Contra propios y extraños

Boca disputa el pase a semifinales de la Libertadores en Belo Horizonte con el 2-0 de la ida a favor. Cruzeiro protestó y le quitaron la roja a Dedé en una decisión inédita: el plantel tiene que mostrar la rebeldía que le falta a la dirigencia.

Otra vez Brasil aparece en el destino de Boca, la tierra en la que forjó gran parte de su historia copera. Allí donde el Xeneize fue patrón en tiempos no tan lejanos, debe recuperar la fiabilidad que había ganado en la ida ante Cruzeiro y que pareció perder en el superclásico en La Bombonera y en la eliminación de Copa Argentina ante Gimnasia. La gran incertidumbre en la previa es qué estrategia debe plantar Guillermo: es la gran prueba para demostrar su influencia.

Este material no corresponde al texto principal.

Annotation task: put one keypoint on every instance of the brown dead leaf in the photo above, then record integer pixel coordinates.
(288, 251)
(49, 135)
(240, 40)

En esta partida de ajedrez, las dos vías están claras. Boca puede salir a buscar el gol que obligue a Cruzeiro a marcar cuatro. O resguardarse y esperar que el tiempo pase. Lo más saludable, y así lo entiende el Mellizo al parecer, es inclinarse por la primera opción. El técnico no mutaría su esquema predilecto e iría con un 4-3-3 con Villa y Pavón de extremos.

¿Por qué es la opción más lógica a priori? El Xeneize debe aguantar el envión, esperable, de los primeros minutos. Cruzeiro, con un resultado muy adverso en la ida y con el empuje del público, saldrá a prepotear a Boca. Evitar un gol tempranero en contra aplacaría los ánimos del rival. Y ahí si habría que aprovechar las contras, en las que Kichan y el ex Tolima serán claves, tanto para ayudar a los laterales en la marca, como para salir disparados en los recuperos. En ellos está la clave de ese grito tan preciado que, sin inmolarse, deberá encontrar el conjunto de Guillermo para no sufrir.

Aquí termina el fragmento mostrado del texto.